1. Sagiv O, Nagarajan P, Ferrarotto R, Kandl TJ, Thakar SD, Glisson BS, Altan M, Esmaeli B. Br J Ophthalmol. 2019 Jun;103(6):775-780. Ocular preservation with neoadjuvant vismodegib in patients with locally advanced periocular basal cell carcinoma Br J Ophthalmol. 2019 Jun;103(6):775-780
2. Tang N, Ratner D. Implementation of systemic hedgehog inhibitors in daily practice as neoadjuvant therapy. J Natl Compr Canc Netw 2017; 15:537–43
3. Alcalay J, Tauber G, Fenig E, Hodak E. Vismodegib as a neoadjuvant treatment to mohs surgery for aggressive basal cell carcinoma. J Drugs Dermatol 2015;14:219–23.
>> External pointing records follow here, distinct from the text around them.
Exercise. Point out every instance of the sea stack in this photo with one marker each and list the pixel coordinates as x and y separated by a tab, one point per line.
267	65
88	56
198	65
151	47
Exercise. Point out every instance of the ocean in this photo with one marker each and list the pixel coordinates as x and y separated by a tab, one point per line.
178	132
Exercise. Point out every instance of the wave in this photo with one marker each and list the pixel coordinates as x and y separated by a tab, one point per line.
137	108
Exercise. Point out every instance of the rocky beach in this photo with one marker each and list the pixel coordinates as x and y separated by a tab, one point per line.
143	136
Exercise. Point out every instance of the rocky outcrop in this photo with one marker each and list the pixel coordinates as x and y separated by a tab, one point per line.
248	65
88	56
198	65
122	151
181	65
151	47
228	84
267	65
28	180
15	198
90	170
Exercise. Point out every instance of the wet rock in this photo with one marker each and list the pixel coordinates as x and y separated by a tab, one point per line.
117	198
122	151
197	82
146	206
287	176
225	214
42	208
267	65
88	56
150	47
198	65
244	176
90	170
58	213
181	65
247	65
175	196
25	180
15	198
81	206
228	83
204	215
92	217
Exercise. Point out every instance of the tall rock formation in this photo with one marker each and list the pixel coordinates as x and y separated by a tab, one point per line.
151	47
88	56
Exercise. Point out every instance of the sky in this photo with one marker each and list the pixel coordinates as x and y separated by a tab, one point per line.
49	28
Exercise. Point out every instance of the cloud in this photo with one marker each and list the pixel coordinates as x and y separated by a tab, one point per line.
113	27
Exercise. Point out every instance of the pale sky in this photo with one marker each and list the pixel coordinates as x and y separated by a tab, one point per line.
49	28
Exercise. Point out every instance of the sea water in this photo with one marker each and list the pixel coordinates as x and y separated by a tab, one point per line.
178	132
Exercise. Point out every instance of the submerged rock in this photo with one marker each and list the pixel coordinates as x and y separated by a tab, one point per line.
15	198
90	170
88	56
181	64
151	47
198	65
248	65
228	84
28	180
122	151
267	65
4. Ching JA, Curtis HL, Braue JA, Kudchadkar RR, Mendoza TI, Messina JL, Cruse CW, MD, Smith DJ, Harrington MA. The Impact of Neoadjuvant Hedgehog Inhibitor Therapy on the Surgical Treatment of Extensive Basal Cell Carcinoma. Ann Plast Surg 2015;74: S193–S197
5. Koekelkoren FHJ, Roodbergen SL, Baerveldt EM, Maat APWM, Monserez DA, Grunhagen DJ, Mureau MAM, de Haas ERM, PhD, Nijsten EC, Wakkee M. Vismodegib for giant, locally advanced, basal cell carcinoma and its complex position in clinical practice. JAAD Case Reports 2019; 5:267-70.
6. González AR, Etchichury D, Gil ME, Del Aguila R. Neoadjuvant Vismodegib and Mohs Micrographic Surgery for Locally Advanced Periocular Basal Cell Carcinoma. Ophthalmic Plast Reconstr Surg. 2019; 35(1):56-61.